Amnesty also said at least 60 percent of those who have remained in Yarmuk are said to be suffering from malnutrition, with residents not having eaten fruit or vegetables for months.
      
"Syrian forces are committing war crimes by using starvation of civilians as a weapon of war," Luther said.
      
"The harrowing accounts of families having to resort to eating cats and dogs, and civilians attacked by snipers as they forage for food, have become all too familiar details of the horror story that has materialised in Yarmuk."       

It said aid delivered to the camp was "woefully inadequate to meet basic needs."       

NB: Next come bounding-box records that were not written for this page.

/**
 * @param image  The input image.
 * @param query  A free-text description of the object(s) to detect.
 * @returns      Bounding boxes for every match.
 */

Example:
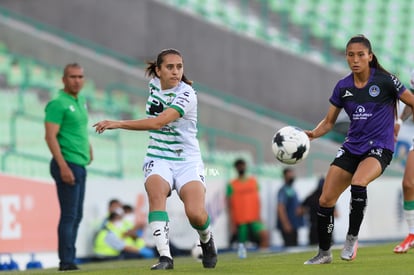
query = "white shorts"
[143,158,206,193]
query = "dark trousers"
[50,159,86,265]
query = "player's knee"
[402,178,414,192]
[185,207,205,224]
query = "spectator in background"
[394,70,414,253]
[99,198,123,230]
[122,204,149,252]
[276,168,303,247]
[94,208,155,261]
[45,63,93,271]
[227,159,269,257]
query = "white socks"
[149,221,172,259]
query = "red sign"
[0,174,60,253]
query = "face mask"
[124,214,135,223]
[113,221,123,229]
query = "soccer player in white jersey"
[394,70,414,253]
[94,49,217,270]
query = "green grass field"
[6,243,414,275]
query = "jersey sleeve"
[329,82,343,108]
[45,100,64,125]
[391,75,407,97]
[170,89,197,117]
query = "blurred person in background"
[93,208,155,261]
[45,63,93,271]
[394,70,414,253]
[304,35,414,264]
[227,159,269,258]
[99,198,123,230]
[94,49,217,270]
[276,168,303,247]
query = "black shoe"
[58,264,80,271]
[151,256,174,270]
[200,235,217,268]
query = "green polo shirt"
[45,90,90,165]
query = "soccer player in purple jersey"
[394,70,414,253]
[305,35,414,264]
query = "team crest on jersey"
[369,85,380,97]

Children and the elderly had suffered the most, according to the report. "Eighteen children including babies have died. Complications have also arisen from residents eating inedible or poisonous plants and dog meat."       

It said hospitals have run out of basic medical supplies, while residents had told Amnesty armed opposition groups had looted supplies and stolen ambulances.
      
Once a buzzing commercial and cultural hub, Yarmuk has suffered massive destruction because of frequent clashes, shelling and air raids.
      
Syria is officially home to nearly 500,000 Palestinian refugees. Half of them have been displaced by the conflict in Syria since it broke out in March 2011.